Dans ces conditions, une possible utilisation réussie et appropriée d’une application de traçage ne pourra se reposer que sur la confiance, l’adoption massive et sans contrainte de l’ensemble de la population. Cela s’applique à l’usage de l’application elle-même et aux données collectées. Des arguments et considérations éthiques reconnaissant l’importance d’obtenir des avantages pour la santé et d’éviter de nuire à la personne doivent être mis en lumière. Ces exigences éthiques devront être particulièrement solides dans le contexte du Covid-19 et comprendre :

  • Un bénéfice immédiat et future pour la santé des citoyens ;
  • Un devoir de transparence et d’explicabilité auprès de la société sur la finalité de l’application, la nature des données récupérées, leur centralisation, leur durée de conservation, leur éventuelle accessibilité à un tiers, et leur protection dans le cadre d’une géolocalisation ;
  • L’accord et la publication des principes éthiques qui orienteront le dispositif ;
  • La garantie d’équité d’accès et d’égalité de traitement pour tous (Cf. Justice sociale) ;
  • L’utilisation d’un algorithme transparent, explicable et auditable ;
  • La « garantie humaine » visant à permettre un certain degré négocié et opposable de supervision humaine du traitement algorithmique ;
  • Une évaluation éthique indépendante du dispositif de traçage numérique;
  • L’intégration des données recueillies à un programme d’évaluation et de recherche afin de préparer la gestion des futures pandémies.En définitive, cette stratégie qui pourrait conditionner un assouplissement du confinement à venir doit donc s’accompagner d’une vigilance éthique et de transparence sociétale afin de tendre vers un équilibre entre l’intérêt public et les libertés individuelles qui évitera la nécessité d’une surveillance coercitive. Cet impératif sanitaire marque une bascule de notre mode de vie et dans la manière de concevoir le monde, où notre individualisme des Lumières doit s’effacer pour une culture plus holistique qui privilégie l’ensemble à l’individu.L’intention n’est pas d’imposer cette technologie comme un changement permanent à notre société, mais en raison de ces circonstances pandémiques, il nous semble nécessaire et justifié de protéger la santé publique quitte à ce que le terme « liberté » de notre devise française soit temporairement – le temps de la crise sanitaire substituée à celui de « responsabilité » pour chacun d’entre nous.
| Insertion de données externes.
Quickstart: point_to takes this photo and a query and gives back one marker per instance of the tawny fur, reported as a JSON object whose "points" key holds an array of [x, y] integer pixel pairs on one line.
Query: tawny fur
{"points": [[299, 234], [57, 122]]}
C’est à notre sens, une des conditions sine qua non pour une sortie du confinement possible et réussie avec une reprise de vie en société normale. Le chemin est encore long et à ce jour sans aucune garantie.
 
 
 
 

1 : L’application de TraceTogether via Bluetooth utilisé par le gouvernement singapourien semble la piste la plus envisagée actuellement en France.
2 : Marie-Laure DENIS, Présidente de la CNIL, audition par la commission des lois de l’Assemblée nationale, le 8 avril 2020.